Toi Ohomai Institute of Technology’s Windermere Campus celebrated the opening of a new $14 million student-centred learning space.
According to Dr Leon Fourie, Toi Ohomai chief executive, the new Te Ara o Mauao is a multi-purpose, technologically enhanced learning space, which offers greater informality and flexibility for learning.
The building also houses the institute’s creative arts students; the latest sound recording studios sit alongside purpose-built art, graphics, photography and creative spaces.
“Te Ara o Mauao is a truly magnificent building,” says Fourie.
“This building covers more than 3,500m2 and has capacity for over 700 students and staff in its classrooms, workrooms and laneways. It is the first of other such modern flexible learning environments for Toi Ohomai,” he says.
Bay of Plenty Regional Councillor, John Cronin MNZM, officially opened Te Ara o Mauao. Councillor Cronin, a long-time supporter of tertiary education in the Bay was delighted to help celebrate the opening.
“You, the educators of today, help to start in motion the plans and dreams that will change and our city and our region forever,” says Cronin. “The benefits are great and will benefit the whole community.”
The name Te Ara o Mauao was given by Huikakahu Kawe (Nga Te Ahi). It represents Toi Ohomai’s relationship with the Waimapu River, which runs alongside the western boundary of the Windermere Campus.

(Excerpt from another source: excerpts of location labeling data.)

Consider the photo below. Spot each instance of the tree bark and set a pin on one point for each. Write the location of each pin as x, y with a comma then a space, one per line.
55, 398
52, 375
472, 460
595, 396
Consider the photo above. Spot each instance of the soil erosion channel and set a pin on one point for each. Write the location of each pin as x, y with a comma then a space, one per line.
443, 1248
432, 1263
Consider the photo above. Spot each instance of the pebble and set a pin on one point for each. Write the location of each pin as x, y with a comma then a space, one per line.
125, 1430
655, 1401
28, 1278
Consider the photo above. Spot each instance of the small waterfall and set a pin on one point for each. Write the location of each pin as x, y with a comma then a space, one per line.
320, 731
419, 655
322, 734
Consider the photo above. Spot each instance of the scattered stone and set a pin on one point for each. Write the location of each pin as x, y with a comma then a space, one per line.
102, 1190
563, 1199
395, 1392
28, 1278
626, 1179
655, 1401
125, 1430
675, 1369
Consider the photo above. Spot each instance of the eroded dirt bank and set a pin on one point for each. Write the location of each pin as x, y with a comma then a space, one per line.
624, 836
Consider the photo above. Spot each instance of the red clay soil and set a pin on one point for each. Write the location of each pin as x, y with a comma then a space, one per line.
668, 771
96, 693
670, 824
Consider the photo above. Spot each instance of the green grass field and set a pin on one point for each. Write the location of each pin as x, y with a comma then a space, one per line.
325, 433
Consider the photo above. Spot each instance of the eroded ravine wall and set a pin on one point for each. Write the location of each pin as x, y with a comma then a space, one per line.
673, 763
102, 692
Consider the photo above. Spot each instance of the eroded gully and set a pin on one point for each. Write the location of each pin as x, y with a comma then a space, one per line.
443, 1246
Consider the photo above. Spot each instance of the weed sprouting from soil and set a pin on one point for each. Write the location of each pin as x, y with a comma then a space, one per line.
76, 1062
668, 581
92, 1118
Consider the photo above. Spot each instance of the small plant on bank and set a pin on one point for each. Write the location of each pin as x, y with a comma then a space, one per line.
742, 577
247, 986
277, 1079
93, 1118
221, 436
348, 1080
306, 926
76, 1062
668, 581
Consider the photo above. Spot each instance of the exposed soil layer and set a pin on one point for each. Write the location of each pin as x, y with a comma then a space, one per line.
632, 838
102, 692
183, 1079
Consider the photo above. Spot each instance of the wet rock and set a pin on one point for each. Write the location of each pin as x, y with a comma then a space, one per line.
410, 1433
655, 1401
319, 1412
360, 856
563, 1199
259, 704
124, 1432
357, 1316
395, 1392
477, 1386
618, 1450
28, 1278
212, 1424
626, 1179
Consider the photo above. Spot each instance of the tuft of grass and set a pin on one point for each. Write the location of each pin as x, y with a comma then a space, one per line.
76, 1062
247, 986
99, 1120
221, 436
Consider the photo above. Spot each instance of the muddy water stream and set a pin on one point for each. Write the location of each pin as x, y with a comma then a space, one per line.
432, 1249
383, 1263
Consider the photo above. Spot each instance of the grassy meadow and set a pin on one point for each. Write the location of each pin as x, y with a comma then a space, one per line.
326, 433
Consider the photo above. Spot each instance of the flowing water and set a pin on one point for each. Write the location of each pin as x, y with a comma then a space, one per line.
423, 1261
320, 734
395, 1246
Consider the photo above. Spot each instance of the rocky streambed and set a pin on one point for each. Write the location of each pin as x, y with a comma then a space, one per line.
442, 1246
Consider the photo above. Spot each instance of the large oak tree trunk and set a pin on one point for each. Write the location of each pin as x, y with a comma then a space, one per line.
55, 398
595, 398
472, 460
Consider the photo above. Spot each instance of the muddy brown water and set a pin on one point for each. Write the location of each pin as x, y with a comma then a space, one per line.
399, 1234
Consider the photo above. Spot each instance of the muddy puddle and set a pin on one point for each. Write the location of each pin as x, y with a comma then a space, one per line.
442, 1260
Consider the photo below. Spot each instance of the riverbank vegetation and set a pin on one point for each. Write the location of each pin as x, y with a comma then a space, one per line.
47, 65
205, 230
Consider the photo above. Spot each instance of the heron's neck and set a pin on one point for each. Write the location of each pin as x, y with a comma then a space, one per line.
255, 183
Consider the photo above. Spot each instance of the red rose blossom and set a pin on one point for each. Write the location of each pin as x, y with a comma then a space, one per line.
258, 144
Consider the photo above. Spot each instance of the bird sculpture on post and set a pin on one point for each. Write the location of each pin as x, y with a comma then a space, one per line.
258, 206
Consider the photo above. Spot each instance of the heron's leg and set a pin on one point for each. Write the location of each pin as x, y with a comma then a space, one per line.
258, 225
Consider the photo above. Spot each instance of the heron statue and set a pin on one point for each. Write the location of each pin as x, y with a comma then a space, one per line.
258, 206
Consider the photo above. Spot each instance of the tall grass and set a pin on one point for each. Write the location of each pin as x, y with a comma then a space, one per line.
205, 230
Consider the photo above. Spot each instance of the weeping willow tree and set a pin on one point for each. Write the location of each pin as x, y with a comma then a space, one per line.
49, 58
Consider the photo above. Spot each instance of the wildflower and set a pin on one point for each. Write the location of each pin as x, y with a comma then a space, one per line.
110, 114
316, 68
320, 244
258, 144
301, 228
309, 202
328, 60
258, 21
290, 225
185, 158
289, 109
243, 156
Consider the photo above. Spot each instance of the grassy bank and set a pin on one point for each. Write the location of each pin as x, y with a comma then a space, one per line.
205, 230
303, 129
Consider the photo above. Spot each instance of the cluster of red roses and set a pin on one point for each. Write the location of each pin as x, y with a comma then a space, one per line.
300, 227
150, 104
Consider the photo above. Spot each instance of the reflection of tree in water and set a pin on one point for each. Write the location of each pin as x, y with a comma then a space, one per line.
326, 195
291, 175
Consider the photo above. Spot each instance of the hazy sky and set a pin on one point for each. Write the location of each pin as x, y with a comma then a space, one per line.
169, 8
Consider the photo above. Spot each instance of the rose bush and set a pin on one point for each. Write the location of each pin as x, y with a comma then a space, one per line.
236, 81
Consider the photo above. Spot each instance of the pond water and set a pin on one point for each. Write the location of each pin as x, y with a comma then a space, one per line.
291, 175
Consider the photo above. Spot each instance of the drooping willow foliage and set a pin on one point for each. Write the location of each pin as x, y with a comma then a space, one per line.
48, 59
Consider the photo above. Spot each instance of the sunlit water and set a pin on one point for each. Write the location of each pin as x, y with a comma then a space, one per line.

The name is based on the journey of Mauao and how Mauao earned his mana. Likewise, students come to Toi Ohomai and their lives are changed when they are ‘caught in the light of knowledge and understanding’; their mana, like Mauao’s, is enhanced and valued as they continue their journey applying their learnings not just for their own benefit, but for the benefit of others.